À Tchadoua, dans la région de Maradi, une unité agro-industrielle a officiellement lancé ses activités de production, entièrement axées sur la filière arachide. Cette usine a la capacité de produire quotidiennement 10 000 litres d’huile d’arachide et plusieurs tonnes d’aliments pour bétail.
Financée par la Présidence de la République du Niger, cette initiative est portée par le centre Daroul Mar’a, dirigé par Madame Nana Djoubie Harouna. Le choix d’implanter cette usine à Maradi n’est pas fortuit, la région étant l’une des principales zones productrices d’arachide du pays.
L’objectif de ce projet va au-delà d’une simple relance économique , mais il s’agit d’une refondation économique. Selon sa promotrice, l’idée derrière le projet est « de prouver aux nigériens, et au-delà, à la face du monde, qu’il est possible de produire des produits de bonne qualité, en grande quantité et à moindre coût » tout en respectant l’environnement.

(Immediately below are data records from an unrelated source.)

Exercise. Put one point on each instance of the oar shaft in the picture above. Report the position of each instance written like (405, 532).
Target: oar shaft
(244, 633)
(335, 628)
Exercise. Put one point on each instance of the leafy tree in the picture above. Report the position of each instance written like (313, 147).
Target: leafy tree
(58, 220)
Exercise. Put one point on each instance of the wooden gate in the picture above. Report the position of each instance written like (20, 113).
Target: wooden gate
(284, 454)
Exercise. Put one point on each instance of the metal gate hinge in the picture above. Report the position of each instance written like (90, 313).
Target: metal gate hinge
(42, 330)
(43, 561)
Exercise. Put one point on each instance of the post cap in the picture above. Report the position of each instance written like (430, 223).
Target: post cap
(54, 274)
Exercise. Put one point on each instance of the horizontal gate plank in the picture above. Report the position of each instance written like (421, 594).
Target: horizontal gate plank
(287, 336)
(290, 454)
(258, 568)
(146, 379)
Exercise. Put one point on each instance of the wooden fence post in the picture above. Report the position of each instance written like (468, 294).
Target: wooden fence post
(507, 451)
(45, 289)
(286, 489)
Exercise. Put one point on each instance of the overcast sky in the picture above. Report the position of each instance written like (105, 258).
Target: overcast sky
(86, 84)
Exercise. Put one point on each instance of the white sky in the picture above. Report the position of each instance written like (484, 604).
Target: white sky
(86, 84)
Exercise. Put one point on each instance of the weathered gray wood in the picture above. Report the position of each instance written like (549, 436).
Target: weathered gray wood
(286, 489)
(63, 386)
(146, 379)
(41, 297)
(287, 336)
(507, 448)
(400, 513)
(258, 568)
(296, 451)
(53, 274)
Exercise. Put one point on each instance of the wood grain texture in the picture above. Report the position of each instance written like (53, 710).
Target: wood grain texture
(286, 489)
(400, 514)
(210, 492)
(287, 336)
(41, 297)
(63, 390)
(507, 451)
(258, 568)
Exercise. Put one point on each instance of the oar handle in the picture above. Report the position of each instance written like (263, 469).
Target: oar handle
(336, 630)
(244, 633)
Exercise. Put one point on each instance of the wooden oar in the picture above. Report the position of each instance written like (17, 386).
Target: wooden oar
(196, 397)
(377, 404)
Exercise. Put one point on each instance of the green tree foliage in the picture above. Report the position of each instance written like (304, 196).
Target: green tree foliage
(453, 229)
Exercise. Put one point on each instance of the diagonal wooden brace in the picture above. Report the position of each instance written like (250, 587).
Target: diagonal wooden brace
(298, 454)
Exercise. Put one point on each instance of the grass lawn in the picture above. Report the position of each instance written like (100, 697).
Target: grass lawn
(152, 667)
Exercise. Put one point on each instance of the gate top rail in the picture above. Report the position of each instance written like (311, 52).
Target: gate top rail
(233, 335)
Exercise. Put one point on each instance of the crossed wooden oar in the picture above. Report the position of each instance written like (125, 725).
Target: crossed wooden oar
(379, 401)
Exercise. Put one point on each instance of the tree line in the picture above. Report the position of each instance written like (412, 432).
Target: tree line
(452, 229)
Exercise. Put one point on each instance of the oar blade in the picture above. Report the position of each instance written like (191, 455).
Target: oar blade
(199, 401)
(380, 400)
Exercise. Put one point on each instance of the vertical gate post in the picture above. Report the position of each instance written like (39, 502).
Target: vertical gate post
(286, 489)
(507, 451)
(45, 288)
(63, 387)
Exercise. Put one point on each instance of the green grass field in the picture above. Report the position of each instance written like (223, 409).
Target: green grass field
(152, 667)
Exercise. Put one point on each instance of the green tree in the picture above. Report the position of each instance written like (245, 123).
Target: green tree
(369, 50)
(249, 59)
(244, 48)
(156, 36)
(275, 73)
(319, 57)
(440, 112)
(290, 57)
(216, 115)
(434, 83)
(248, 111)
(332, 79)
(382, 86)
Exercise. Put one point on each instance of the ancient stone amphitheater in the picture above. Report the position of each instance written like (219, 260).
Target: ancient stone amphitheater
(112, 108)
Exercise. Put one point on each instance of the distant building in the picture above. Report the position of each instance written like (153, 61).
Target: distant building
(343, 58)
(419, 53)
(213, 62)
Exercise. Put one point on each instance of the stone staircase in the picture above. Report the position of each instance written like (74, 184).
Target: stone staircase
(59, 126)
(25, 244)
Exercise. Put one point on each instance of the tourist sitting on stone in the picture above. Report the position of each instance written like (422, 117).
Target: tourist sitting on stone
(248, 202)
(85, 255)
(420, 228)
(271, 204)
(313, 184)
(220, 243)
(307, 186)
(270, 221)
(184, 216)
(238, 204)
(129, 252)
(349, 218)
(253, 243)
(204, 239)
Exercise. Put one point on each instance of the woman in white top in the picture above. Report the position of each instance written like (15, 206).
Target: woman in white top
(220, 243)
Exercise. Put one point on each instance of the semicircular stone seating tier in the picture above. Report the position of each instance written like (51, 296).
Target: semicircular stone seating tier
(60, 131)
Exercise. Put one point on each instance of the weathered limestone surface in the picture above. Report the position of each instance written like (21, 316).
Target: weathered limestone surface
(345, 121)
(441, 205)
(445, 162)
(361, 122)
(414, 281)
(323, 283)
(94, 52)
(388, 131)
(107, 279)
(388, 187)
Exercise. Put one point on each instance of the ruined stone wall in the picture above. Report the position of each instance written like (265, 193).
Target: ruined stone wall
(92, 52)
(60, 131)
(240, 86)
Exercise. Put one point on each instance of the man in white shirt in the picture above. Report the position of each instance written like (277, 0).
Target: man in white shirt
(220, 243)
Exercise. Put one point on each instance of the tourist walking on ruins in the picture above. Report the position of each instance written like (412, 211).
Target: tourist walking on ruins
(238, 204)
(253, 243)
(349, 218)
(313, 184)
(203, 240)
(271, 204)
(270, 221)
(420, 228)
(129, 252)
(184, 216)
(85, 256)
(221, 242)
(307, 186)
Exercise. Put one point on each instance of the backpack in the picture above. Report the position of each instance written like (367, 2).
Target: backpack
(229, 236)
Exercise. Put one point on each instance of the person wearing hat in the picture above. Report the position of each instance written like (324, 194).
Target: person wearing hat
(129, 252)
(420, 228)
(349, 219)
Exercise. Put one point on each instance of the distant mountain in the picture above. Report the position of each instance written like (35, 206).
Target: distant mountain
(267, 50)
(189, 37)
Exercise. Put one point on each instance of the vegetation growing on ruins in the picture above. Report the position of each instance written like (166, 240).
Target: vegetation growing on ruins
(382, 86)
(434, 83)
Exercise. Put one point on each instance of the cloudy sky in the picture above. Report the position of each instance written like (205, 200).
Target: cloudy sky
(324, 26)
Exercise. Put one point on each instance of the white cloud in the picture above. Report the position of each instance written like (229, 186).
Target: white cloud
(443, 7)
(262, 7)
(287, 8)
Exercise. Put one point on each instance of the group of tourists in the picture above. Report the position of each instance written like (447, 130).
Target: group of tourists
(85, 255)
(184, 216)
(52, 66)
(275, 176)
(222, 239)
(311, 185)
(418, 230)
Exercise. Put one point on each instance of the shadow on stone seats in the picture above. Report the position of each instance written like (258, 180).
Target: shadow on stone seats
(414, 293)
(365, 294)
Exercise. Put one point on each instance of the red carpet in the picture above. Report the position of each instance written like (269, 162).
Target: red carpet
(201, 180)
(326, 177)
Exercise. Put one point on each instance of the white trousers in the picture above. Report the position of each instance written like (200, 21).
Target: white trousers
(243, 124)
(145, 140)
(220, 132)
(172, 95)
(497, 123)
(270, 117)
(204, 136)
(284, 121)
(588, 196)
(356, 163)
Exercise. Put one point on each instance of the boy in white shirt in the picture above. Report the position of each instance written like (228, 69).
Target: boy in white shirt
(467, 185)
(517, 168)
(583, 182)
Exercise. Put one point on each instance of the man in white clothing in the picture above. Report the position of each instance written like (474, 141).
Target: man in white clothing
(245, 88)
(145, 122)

Contrairement aux méthodes traditionnelles d’extraction d’huile, les machines de l’usine broient l’arachide jusqu’à en extraire la quasi-totalité de la matière grasse, ne laissant qu’une pâte sèche semblable à du son.
Cette pâte, mélangée aux coques, est ensuite utilisée pour produire des aliments destinés aux gros et petits ruminants. Ainsi, l’usine fonctionne selon un système circulaire qui ne génère pratiquement aucun déchet.
En phase de démarrage, l’usine emploie 75 personnes, réparties en trois équipes distinctes : 25 agents sont chargés de l’approvisionnement en arachide auprès des villages, 25 autres opèrent les machines de production, et les 25 derniers sont dédiés à la vente des produits finis.
Dans un souci de respect de l’environnement, l’unité de production utilise l’énergie solaire. Cette mesure contribue à maîtriser les coûts, permettant de vendre le litre d’huile d’arachide à 1150 FCFA.
L’ambition finale du projet n’est pas seulement de couvrir le marché national, mais bien de viser à terme le marché international.